I. L’Amérique prise en otage par un ego
Il faut cesser les euphémismes : ce ne sont pas les États-Unis qui sont en guerre, c’est Donald Trump. Ce que le monde observe n’est pas la stratégie d’une superpuissance, mais la trajectoire d’un homme persuadé que la planète entière doit se plier à son impulsivité.
Chaque matin apporte une nouvelle menace, un nouveau caprice transformé en doctrine. Un jour, l’Europe est frappée de taxes punitives. Le lendemain, un dirigeant étranger est retenu au mépris du droit international. Puis vient le chantage aux bases militaires, comme avec l’Espagne, où Washington a tenté d’imposer sa volonté par la pression et l’humiliation.
Pour Trump, la souveraineté des autres nations n’existe pas. Il n’y a que deux catégories : ceux qui obéissent, et ceux qu’il faut briser.
« Nous ne pouvons pas continuer à être les idiots du monde », déclarait Trump en 2024, justifiant déjà sa vision transactionnelle des alliances.
II. Terreur au Capitole : un pouvoir décapité
À Washington, l’atmosphère est devenue irrespirable. Le pouvoir ne fonctionne plus : il suffoque.
Les figures du Parti républicain, de JD Vance à Marco Rubio, ne sont plus que des silhouettes. Des hommes « sans tête », paralysés par la peur de contredire le chef. Le vide politique autour du Président est devenu un risque stratégique majeur : quand personne n’ose freiner, le conducteur accélère vers le mur.

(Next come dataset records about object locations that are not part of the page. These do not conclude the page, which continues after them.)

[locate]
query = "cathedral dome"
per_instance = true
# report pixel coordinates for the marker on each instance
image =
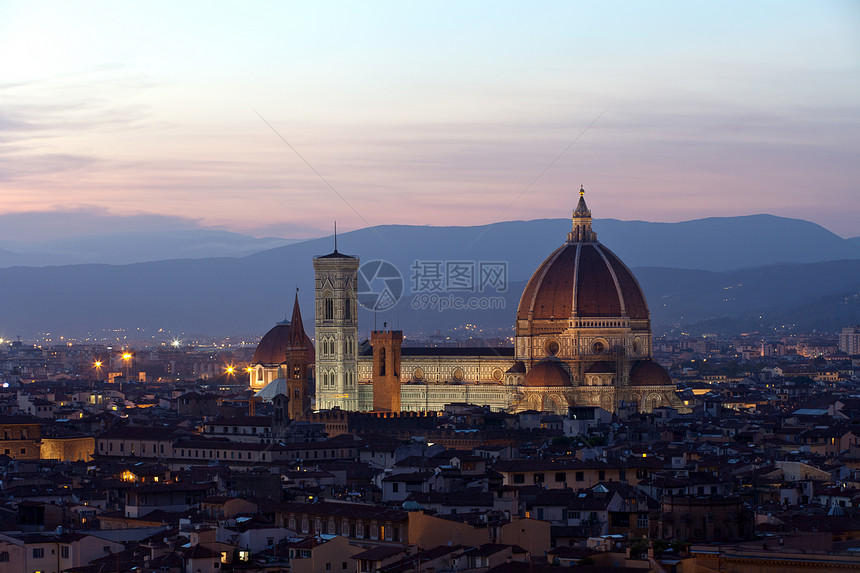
(582, 279)
(648, 373)
(547, 373)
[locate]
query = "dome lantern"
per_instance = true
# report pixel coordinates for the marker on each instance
(581, 218)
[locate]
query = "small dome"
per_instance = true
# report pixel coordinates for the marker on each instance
(272, 349)
(548, 373)
(648, 373)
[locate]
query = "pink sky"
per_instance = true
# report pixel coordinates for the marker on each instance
(415, 118)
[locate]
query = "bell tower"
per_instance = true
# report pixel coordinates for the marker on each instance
(297, 370)
(336, 312)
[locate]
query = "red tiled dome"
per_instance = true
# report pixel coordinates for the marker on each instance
(648, 373)
(583, 279)
(272, 349)
(547, 373)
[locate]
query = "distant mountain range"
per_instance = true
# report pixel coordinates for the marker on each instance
(725, 275)
(133, 247)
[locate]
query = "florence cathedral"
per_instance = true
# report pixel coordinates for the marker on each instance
(582, 338)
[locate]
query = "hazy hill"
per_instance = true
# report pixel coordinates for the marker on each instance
(249, 294)
(712, 244)
(133, 247)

Même Marjorie Taylor Greene — pourtant l’une des plus ferventes alliées de Trump — a fini par lâcher un cri d’alarme :
« Nous sommes face à une folie dangereuse. Le 25e amendement doit être envisagé. »
— Politico, 10 avril 2026
III. Le suicide de l’isolement
Trump commet l’erreur stratégique que les dictateurs les plus téméraires ont payé de leur chute : il ouvre plus de fronts qu’il n’a d’alliés.
En insultant l’Europe, en provoquant simultanément la Chine, la Russie et l’Iran, il pousse l’Amérique vers un isolement inédit depuis 1945.
L’Europe ne prendra pas les armes contre Washington. Mais elle commence à faire quelque chose de bien plus dangereux pour les États-Unis : elle s’en détache.
- Madrid évoque la possibilité de renégocier la présence américaine sur son sol.
- Berlin parle désormais d’« autonomie stratégique accélérée ».
- Paris refuse toute participation aux opérations américaines en mer Rouge.
« L’Amérique ne peut pas exiger la loyauté quand elle traite ses alliés comme des vassaux. »
— Reuters, 11 avril 2026
IV. Le point de non-retour
Nous ne sommes pas face à une guerre pour des ressources. Nous assistons au naufrage d’un ego devenu incontrôlable.
Mardi n’est qu’une date sur un calendrier. L’explosion, la vraie, a déjà eu lieu : dans les esprits, dans les chancelleries, dans les états-majors.
Le danger immédiat ne vient ni de Téhéran ni de Pékin. Il vient de ce Bureau ovale où un homme, entouré de courtisans muets, semble prêt à sacrifier la stabilité mondiale pour ne pas perdre la face.
Le monde retient son souffle. Suspendu au doigt d’un homme qui confond sa propre grandeur avec la destruction de tout ce qui lui résiste.